The letter, dated June 5 and published today by the Vatican press office, begins by referring to recent Security Council Resolution 1483 regarding the rebuilding of Iraq.
According to Cardinal Sodano, this agreement, which followed the divisions at the heart of the international community caused by the war, "can be considered the beginning of a reconfirmation of the validity of the mission of the United Nations Organization as stipulated by the Charter of 1945."
After revealing that he was writing the letter because John Paul II asked him to emphasize "the fundamental role of the United Nations Organization at the present time," Cardinal Sodano recalls the numerous papal pronouncements calling for "an international and independent Authority capable of serving not only as a mediator in potential conflicts but also as a guide for all humanity, leading the human family in peace towards the rule of law."

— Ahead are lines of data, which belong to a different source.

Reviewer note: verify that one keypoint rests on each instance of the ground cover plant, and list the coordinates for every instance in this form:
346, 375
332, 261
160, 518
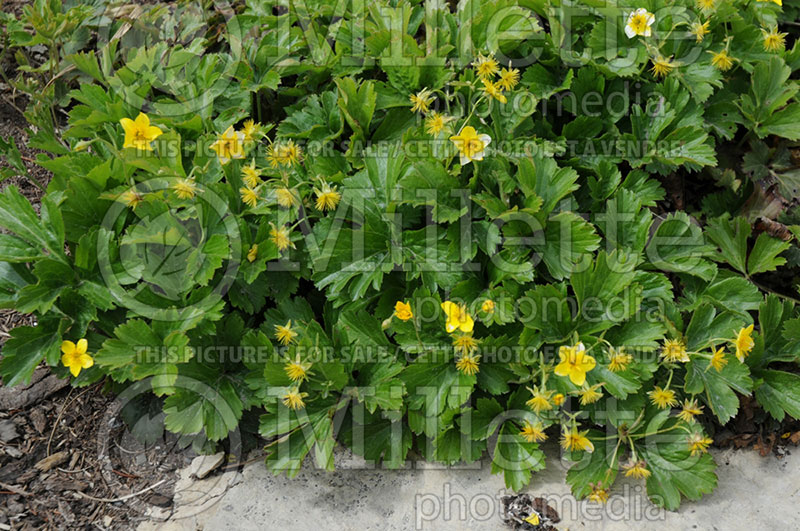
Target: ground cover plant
434, 230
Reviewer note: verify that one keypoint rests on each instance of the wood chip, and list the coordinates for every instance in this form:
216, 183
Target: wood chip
52, 461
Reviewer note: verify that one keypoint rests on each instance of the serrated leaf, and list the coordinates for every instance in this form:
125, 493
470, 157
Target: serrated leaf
516, 458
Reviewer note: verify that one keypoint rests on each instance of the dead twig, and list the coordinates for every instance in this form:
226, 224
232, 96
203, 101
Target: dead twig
122, 498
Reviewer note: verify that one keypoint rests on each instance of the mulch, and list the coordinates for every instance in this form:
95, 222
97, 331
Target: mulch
67, 460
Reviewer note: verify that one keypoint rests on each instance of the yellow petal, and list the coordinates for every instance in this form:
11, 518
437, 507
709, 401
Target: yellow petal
86, 361
577, 376
143, 121
153, 132
127, 124
82, 346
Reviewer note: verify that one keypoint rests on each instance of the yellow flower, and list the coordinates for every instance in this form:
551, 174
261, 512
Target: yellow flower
486, 66
533, 432
281, 237
296, 371
662, 398
533, 519
590, 395
576, 440
509, 77
575, 363
229, 146
285, 334
252, 254
706, 5
436, 122
139, 133
457, 318
284, 154
250, 129
639, 23
598, 494
251, 175
468, 364
744, 342
699, 30
286, 198
773, 40
721, 60
185, 188
75, 357
661, 66
465, 343
690, 410
292, 153
132, 198
493, 90
618, 359
403, 311
539, 400
249, 196
470, 144
293, 399
718, 359
327, 197
674, 350
421, 101
698, 444
636, 470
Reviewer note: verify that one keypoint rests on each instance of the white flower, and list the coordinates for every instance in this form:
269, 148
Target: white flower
639, 23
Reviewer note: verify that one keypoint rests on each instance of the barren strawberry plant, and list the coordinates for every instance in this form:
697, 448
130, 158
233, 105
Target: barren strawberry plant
420, 230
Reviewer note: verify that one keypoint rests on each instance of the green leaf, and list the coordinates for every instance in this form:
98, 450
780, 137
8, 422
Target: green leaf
541, 177
707, 327
204, 399
599, 466
731, 238
319, 119
486, 417
764, 256
675, 473
779, 393
569, 239
357, 102
678, 246
719, 388
516, 458
25, 349
17, 215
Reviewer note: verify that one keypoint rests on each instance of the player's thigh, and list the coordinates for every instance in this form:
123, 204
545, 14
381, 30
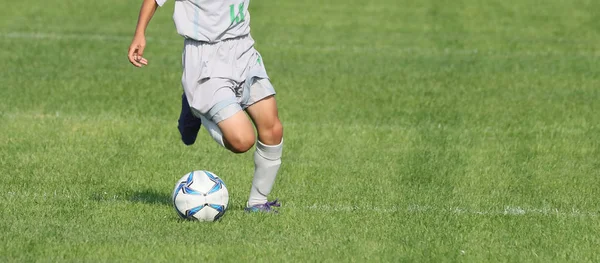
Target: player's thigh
264, 114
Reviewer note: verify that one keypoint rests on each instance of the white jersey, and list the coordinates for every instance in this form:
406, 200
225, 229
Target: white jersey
211, 20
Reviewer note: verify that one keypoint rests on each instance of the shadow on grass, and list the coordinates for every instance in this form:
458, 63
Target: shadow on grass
149, 197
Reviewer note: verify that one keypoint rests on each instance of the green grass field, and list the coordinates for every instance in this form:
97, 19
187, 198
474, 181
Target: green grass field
425, 131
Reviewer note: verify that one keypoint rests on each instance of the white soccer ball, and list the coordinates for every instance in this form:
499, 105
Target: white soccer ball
200, 195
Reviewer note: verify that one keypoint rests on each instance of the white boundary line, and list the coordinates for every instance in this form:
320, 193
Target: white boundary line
507, 210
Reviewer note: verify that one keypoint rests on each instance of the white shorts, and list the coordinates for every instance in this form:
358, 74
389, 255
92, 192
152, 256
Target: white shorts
220, 79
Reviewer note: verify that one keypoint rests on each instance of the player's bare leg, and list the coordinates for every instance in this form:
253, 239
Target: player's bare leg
267, 158
238, 132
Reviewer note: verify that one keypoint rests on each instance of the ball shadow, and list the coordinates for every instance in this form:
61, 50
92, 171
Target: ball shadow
149, 197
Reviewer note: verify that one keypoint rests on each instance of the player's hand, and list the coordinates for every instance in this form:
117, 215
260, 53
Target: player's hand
136, 50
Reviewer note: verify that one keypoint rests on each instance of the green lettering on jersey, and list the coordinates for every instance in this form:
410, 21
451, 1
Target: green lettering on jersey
236, 19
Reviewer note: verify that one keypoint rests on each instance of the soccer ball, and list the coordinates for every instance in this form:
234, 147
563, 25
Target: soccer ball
200, 195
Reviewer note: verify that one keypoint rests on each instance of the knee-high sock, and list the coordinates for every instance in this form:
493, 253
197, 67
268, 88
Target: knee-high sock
267, 160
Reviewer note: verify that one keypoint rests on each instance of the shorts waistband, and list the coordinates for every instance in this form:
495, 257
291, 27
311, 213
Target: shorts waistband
191, 40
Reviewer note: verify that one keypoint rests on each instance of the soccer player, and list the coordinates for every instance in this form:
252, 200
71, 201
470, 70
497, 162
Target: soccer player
223, 79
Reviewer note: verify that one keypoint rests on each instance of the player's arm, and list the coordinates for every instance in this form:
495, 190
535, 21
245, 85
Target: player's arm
136, 49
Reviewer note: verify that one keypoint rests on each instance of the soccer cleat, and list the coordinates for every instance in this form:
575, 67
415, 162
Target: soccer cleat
264, 208
189, 125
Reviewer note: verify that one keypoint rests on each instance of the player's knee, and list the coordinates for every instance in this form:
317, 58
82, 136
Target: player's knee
272, 134
241, 143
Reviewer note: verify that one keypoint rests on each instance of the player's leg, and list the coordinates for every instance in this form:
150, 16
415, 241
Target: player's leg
189, 125
269, 146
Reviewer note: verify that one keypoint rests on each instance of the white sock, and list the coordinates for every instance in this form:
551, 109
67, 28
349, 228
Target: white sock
267, 160
213, 129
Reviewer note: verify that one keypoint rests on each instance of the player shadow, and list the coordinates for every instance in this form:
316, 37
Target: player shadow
149, 197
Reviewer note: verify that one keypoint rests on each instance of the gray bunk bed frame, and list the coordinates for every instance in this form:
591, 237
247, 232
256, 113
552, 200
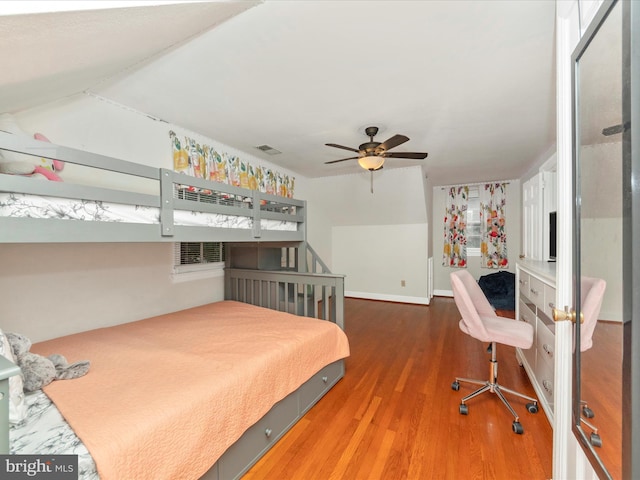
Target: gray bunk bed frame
319, 295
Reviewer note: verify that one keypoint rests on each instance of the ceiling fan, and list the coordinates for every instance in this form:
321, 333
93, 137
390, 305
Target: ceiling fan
371, 155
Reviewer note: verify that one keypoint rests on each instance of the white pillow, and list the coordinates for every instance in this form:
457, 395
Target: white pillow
17, 405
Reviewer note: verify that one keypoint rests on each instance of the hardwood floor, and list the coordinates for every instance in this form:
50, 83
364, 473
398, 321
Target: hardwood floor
394, 414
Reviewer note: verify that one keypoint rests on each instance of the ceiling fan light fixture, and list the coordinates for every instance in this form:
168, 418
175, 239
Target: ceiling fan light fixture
371, 162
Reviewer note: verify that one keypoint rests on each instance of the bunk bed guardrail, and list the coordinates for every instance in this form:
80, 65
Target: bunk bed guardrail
174, 192
313, 295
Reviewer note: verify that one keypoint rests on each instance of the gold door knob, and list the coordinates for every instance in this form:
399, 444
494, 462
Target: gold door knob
566, 314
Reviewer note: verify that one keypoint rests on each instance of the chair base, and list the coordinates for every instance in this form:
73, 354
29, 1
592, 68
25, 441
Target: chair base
594, 438
492, 386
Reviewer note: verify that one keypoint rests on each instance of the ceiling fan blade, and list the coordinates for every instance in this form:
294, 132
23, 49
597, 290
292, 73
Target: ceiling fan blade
341, 160
342, 147
393, 142
411, 155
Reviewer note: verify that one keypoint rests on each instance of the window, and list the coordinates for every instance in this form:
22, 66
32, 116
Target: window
473, 222
194, 260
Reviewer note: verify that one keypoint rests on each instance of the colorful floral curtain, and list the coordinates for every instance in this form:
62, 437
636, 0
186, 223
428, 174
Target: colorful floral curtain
455, 228
493, 246
204, 161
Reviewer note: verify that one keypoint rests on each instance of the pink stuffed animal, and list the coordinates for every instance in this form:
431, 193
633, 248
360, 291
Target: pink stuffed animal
26, 165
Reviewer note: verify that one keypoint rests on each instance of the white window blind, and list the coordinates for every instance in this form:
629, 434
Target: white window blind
189, 253
197, 260
473, 222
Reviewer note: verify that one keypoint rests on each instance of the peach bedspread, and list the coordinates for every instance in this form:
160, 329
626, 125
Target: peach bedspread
166, 396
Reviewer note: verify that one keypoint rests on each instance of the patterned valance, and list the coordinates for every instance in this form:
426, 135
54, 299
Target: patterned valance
204, 161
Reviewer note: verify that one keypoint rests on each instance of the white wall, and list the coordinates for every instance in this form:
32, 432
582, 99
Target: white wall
55, 289
601, 222
513, 210
375, 239
58, 289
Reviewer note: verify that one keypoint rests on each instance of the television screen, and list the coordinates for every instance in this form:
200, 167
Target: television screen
552, 235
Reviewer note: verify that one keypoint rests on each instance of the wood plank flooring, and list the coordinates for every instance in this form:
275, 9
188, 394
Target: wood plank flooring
394, 414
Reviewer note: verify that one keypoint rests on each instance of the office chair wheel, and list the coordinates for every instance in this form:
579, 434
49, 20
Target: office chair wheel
517, 428
532, 407
587, 412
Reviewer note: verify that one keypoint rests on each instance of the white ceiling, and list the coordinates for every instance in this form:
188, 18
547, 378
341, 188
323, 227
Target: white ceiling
470, 82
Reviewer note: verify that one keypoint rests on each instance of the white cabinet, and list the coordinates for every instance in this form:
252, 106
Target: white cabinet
532, 218
535, 291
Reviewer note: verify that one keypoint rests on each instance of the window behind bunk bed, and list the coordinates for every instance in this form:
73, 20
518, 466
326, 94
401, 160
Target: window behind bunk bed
192, 260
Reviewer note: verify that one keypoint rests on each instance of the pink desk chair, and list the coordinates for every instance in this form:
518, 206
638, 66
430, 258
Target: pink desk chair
591, 295
481, 322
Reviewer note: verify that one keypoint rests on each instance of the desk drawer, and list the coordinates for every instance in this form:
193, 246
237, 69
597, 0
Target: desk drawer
526, 315
549, 300
545, 343
523, 283
544, 377
536, 292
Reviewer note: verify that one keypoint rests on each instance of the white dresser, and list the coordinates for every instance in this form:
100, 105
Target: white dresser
536, 294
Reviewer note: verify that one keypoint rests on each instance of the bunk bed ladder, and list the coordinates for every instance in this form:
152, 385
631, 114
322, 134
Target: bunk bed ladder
289, 278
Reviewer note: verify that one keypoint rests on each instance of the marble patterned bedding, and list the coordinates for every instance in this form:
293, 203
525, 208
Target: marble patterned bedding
45, 431
33, 206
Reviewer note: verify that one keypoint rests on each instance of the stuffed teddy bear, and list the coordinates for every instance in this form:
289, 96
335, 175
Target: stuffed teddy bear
20, 164
39, 371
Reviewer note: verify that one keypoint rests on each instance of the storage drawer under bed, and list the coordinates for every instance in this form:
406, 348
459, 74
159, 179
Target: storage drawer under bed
259, 438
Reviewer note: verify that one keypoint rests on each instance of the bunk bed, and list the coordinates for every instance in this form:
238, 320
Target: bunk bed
179, 209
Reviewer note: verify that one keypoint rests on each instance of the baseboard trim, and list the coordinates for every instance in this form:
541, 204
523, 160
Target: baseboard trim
388, 298
443, 293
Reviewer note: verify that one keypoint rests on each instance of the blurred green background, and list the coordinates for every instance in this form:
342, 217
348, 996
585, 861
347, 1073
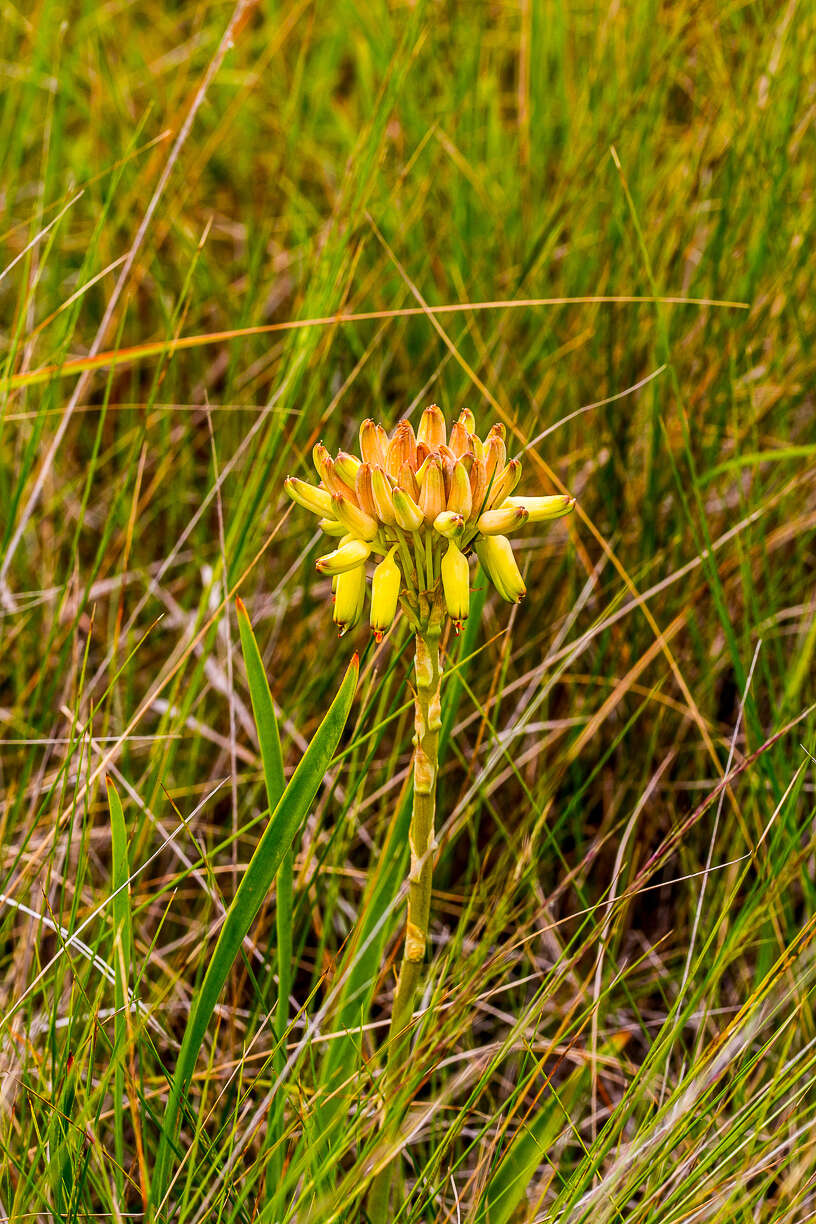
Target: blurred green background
366, 158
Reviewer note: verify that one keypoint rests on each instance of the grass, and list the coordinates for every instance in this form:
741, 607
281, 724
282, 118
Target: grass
618, 1015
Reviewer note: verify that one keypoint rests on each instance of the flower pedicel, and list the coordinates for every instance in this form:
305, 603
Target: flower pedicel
423, 503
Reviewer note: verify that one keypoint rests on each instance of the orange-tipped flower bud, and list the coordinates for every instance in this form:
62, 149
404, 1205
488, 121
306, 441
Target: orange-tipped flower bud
432, 491
383, 496
504, 482
455, 584
499, 522
499, 564
322, 459
349, 597
408, 481
460, 500
330, 526
401, 449
373, 441
459, 443
496, 457
477, 486
432, 427
384, 594
363, 490
540, 509
406, 512
350, 553
356, 520
448, 524
318, 501
345, 466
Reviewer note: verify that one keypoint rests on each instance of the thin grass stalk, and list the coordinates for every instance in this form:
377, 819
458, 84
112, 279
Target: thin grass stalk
427, 719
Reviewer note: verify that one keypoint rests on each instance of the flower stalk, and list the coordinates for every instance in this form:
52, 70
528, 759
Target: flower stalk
417, 506
427, 722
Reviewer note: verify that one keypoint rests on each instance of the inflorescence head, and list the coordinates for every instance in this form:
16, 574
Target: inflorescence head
422, 502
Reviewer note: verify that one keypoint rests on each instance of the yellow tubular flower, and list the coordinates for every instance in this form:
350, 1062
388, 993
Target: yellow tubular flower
460, 498
349, 597
356, 520
400, 498
477, 487
504, 481
384, 594
330, 526
432, 491
448, 524
350, 553
502, 520
406, 512
496, 556
310, 497
541, 509
345, 466
455, 584
382, 492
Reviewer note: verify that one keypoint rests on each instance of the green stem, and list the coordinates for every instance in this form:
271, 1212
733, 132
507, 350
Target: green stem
426, 760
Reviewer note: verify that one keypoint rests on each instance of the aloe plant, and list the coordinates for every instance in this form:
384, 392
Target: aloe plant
423, 503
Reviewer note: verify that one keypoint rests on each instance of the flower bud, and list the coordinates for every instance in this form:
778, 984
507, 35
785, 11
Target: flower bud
432, 427
432, 491
383, 496
373, 442
477, 487
406, 512
460, 498
349, 597
455, 584
502, 520
448, 524
496, 457
401, 449
345, 466
540, 509
318, 501
330, 526
356, 520
504, 482
476, 444
321, 458
384, 594
363, 490
350, 553
499, 564
459, 443
408, 481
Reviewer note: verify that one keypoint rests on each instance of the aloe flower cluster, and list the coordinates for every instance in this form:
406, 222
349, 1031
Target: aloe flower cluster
422, 502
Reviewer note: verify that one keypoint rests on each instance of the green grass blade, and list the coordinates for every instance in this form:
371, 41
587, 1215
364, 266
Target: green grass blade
285, 820
526, 1153
121, 961
263, 710
273, 771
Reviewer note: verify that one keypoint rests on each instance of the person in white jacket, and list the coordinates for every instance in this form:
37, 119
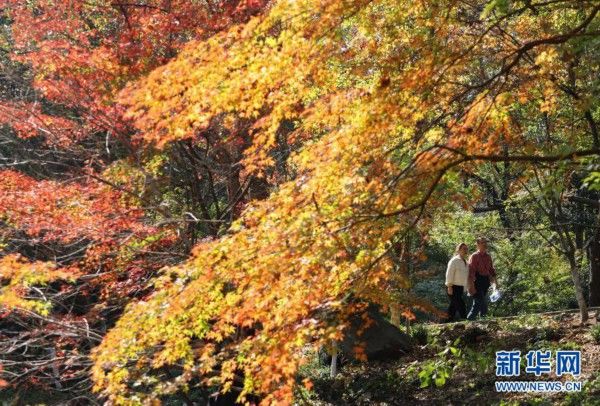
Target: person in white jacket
457, 276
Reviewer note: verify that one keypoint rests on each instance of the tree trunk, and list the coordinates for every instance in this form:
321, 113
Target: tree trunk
574, 264
333, 368
594, 259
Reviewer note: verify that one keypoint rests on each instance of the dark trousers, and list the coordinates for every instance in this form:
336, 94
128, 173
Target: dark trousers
482, 284
457, 303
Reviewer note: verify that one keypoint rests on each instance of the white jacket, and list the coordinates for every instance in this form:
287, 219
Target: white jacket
457, 272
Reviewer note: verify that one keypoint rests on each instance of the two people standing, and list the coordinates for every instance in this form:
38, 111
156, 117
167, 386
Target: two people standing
476, 275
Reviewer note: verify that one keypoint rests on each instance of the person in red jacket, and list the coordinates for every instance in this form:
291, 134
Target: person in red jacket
481, 275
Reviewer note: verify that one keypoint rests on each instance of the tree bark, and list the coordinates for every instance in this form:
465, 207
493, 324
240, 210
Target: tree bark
594, 259
574, 264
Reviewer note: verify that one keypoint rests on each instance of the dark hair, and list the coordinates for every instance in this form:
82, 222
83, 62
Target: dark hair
459, 246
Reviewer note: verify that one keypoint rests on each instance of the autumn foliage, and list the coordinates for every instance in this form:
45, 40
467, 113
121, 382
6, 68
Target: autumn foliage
270, 159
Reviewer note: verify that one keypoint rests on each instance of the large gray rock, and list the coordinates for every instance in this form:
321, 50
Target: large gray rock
381, 340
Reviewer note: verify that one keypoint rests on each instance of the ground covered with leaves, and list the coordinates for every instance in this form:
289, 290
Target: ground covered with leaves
455, 364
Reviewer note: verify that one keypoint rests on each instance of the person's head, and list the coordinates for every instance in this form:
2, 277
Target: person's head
482, 244
462, 249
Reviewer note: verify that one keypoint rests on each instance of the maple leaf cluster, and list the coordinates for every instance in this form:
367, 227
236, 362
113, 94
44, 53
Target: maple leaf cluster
227, 183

To support his position, the cardinal mentions Pope John XXIII's 1963 encyclical "Pacem in Terris," in which he "clearly stated that the moral order itself calls for the establishment of a universal public Authority."
Cardinal Sodano goes on to mention John Paul II's October 1995 address before the U.N. General Assembly, when he "expressed the hope that the United Nations Organization ... become a moral center where all the nations of the world feel at home and develop a shared awareness of being, as it were, a 'family of nations.'"
"The Holy See is confident that the United Nations Organization will be able to develop more efficient and concerted forms of cooperation which will enable world leaders to join in combating situations of injustice and oppression, leading to hostility between peoples," the letter states.
Lastly, Cardinal Sodano thanked Kofi Annan for his demonstrated commitment "to foster international peace, dialogue and cooperation."